No pretendo reavivar un debate que lleva siglos manifestándose y sobre el cual será difícil que recaiga acuerdo satisfactorio para todos, mientras las cuestiones idiomáticas sean planteadas con más emoción que frialdad reflexiva. Es decir, mientras no se alcance una situación de pondeeración parecida, por ejemplo, a la de Francia, país de gran riqueza y variedad lingüística y dialectal, pero donde a nadie se le ocurre llamar francien al français, lengua esta última que tuvo su origen en aquel dialecto de Ile-de-France. En cualquier caso, bueno sería que, en el uso corriente, pudieran alternar con neutralidad castellano y español. Pero insisto, el problema es arduo, y aquí sólo pretendo introducir un elemento nuevo en la discusión, que apoyaría, creo, dicha alternancia.

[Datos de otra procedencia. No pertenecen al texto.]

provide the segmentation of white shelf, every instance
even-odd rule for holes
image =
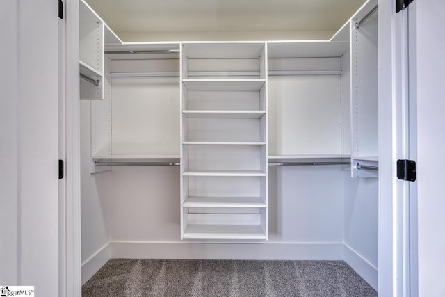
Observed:
[[[188,197],[184,207],[266,207],[261,197]]]
[[[259,225],[188,225],[184,239],[264,239]]]
[[[79,61],[79,72],[90,78],[94,79],[97,77],[102,77],[103,74],[99,71],[90,66],[83,61]]]
[[[350,154],[295,154],[295,155],[280,155],[269,156],[269,160],[277,159],[338,159],[338,158],[350,158]]]
[[[179,155],[103,155],[92,156],[93,161],[101,162],[175,162],[179,163]]]
[[[265,141],[184,141],[183,145],[264,145]]]
[[[200,91],[259,91],[265,79],[183,79],[187,90]]]
[[[187,170],[183,173],[189,177],[264,177],[261,170]]]
[[[188,118],[259,118],[266,111],[184,111]]]
[[[378,161],[378,156],[352,156],[351,158],[354,160]]]

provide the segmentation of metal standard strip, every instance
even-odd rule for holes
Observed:
[[[369,165],[360,165],[358,163],[355,168],[358,170],[373,170],[373,171],[378,171],[378,166],[371,166]]]
[[[307,166],[323,165],[350,165],[350,162],[270,162],[269,166]]]
[[[178,166],[177,162],[102,162],[95,161],[95,166]]]
[[[88,77],[86,75],[83,74],[83,73],[79,73],[79,75],[81,79],[85,79],[88,82],[91,83],[97,87],[100,85],[100,81],[98,80],[97,81],[95,79],[92,79],[91,77]]]
[[[355,23],[355,29],[357,29],[360,28],[360,26],[362,26],[362,24],[366,22],[368,19],[371,17],[371,16],[373,15],[374,13],[377,11],[378,9],[378,5],[376,5],[375,8],[371,9],[371,11],[366,14],[366,15],[363,17],[363,18],[362,18],[362,19],[360,19],[357,23]]]

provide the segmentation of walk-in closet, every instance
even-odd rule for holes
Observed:
[[[378,288],[378,11],[323,40],[122,42],[80,15],[82,282],[111,259],[344,260]]]

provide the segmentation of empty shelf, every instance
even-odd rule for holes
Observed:
[[[102,77],[102,73],[90,66],[87,63],[79,61],[79,70],[81,74],[90,78],[96,78],[97,77]]]
[[[266,111],[184,111],[188,118],[259,118]]]
[[[264,177],[261,170],[188,170],[183,173],[189,177]]]
[[[265,239],[259,225],[188,225],[185,239]]]
[[[261,197],[188,197],[184,207],[266,207]]]
[[[188,90],[201,91],[259,91],[265,79],[183,79]]]
[[[183,145],[264,145],[266,141],[184,141]]]

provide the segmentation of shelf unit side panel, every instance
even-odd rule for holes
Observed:
[[[350,102],[350,54],[341,56],[341,154],[350,154],[351,150],[351,102]]]
[[[378,21],[352,22],[353,156],[378,154]]]
[[[105,92],[104,99],[92,100],[90,102],[92,156],[111,155],[112,153],[111,80],[109,74],[111,60],[106,58],[105,61],[105,77],[103,80]],[[110,167],[97,167],[94,166],[94,163],[92,163],[92,172],[98,172],[107,170],[110,170]]]

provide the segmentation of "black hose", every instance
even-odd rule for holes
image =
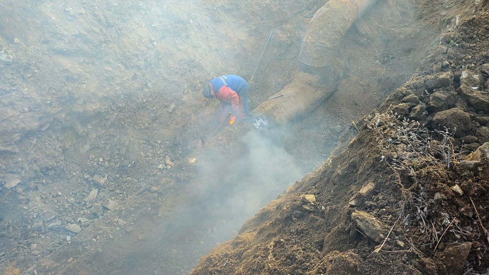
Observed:
[[[329,0],[327,0],[326,2],[325,2],[324,3],[323,3],[322,5],[321,5],[320,6],[319,6],[319,7],[317,8],[317,9],[316,9],[316,10],[315,10],[313,12],[310,13],[309,14],[308,14],[307,15],[304,15],[302,17],[301,17],[301,19],[299,20],[299,23],[297,23],[297,32],[299,33],[299,38],[300,38],[300,40],[299,41],[299,48],[297,49],[297,51],[295,52],[295,53],[294,54],[294,55],[292,55],[292,56],[291,56],[290,57],[286,57],[286,57],[274,57],[273,58],[272,58],[270,60],[268,60],[268,62],[267,63],[267,66],[265,67],[265,72],[267,71],[267,69],[268,68],[268,65],[270,65],[270,62],[271,62],[272,61],[272,60],[276,60],[276,59],[278,59],[278,60],[289,60],[289,59],[292,59],[292,58],[293,58],[295,57],[296,56],[297,56],[298,54],[299,54],[299,52],[301,50],[301,46],[302,46],[302,34],[301,33],[300,30],[299,29],[299,28],[300,27],[303,30],[305,30],[305,31],[306,30],[306,29],[305,29],[304,27],[303,26],[302,26],[302,20],[304,19],[304,18],[307,18],[307,17],[311,17],[312,16],[314,15],[314,14],[316,13],[316,12],[317,12],[318,10],[319,10],[319,9],[321,8],[321,7],[322,7],[325,4],[326,4],[326,3],[327,3],[328,1],[329,1]]]

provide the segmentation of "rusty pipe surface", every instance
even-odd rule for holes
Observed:
[[[315,68],[332,67],[341,70],[344,62],[338,55],[341,39],[352,25],[377,0],[330,0],[311,20],[304,37],[299,59]]]

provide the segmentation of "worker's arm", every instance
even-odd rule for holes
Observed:
[[[237,115],[240,109],[240,98],[236,92],[227,86],[222,86],[219,89],[219,98],[231,103],[231,111]]]

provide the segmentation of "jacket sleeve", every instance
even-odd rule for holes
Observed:
[[[231,103],[231,109],[238,113],[240,110],[240,98],[238,93],[227,86],[222,86],[219,90],[219,98],[222,100]]]

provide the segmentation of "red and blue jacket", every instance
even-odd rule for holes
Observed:
[[[221,101],[222,115],[225,116],[229,111],[237,115],[238,119],[246,115],[244,109],[247,109],[247,92],[249,88],[246,80],[238,75],[228,74],[216,77],[209,84],[213,95]],[[246,108],[244,108],[244,104]],[[222,117],[221,120],[225,118]]]

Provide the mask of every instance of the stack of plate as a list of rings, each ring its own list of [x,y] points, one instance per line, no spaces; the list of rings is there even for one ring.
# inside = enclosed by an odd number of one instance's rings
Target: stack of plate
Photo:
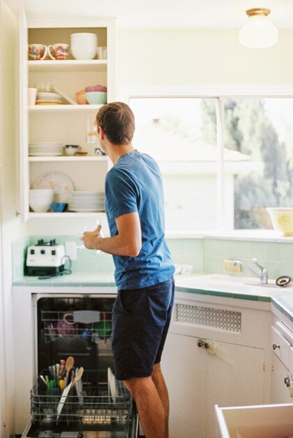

El tema del nombre de la lengua fue magistralmente tratado por Amado Alonso (1945), y a él me remito. Hasta 1924 y 1925, respectivamente, la Academia llamó de la lengua castellana a su Gramática y a su Diccionario. Al cambiar de criterio, obedecía, con toda seguridad, a una sugerencia de don Ramón Menéndez Pidal, el cual, en un artículo de 1918, había escrito: "Puestos a escoger entre los dos nombres de lengua española y lengua castellana, hay que desechar este segundo por muy impropio. Usaba (la denominación lengua española) desde la Edad Media, vino a hacerse más oportuna en el Siglo de Oro de nuestra literatura, cuando ya la nación constaba de los reinos de León, Castilla, Aragón y Navarraa unidos. Si Castilla fue el alma de esta unidad, los otros reinos colaboraron en el perfeccionamiento de la lengua literatura, bastando recordar en la literatura clásica nombres navarros, aragoneses y valencianos como Huarte, los Argensola, Gracián, Gil Polo y Guillén de Castro, para comprender el exclusivismo del nombre de la lengua castellana". (Pero tal vez tenga más fuerza recordar que el idioma cuenta con millares de voces surgidas precisamente en Castilla).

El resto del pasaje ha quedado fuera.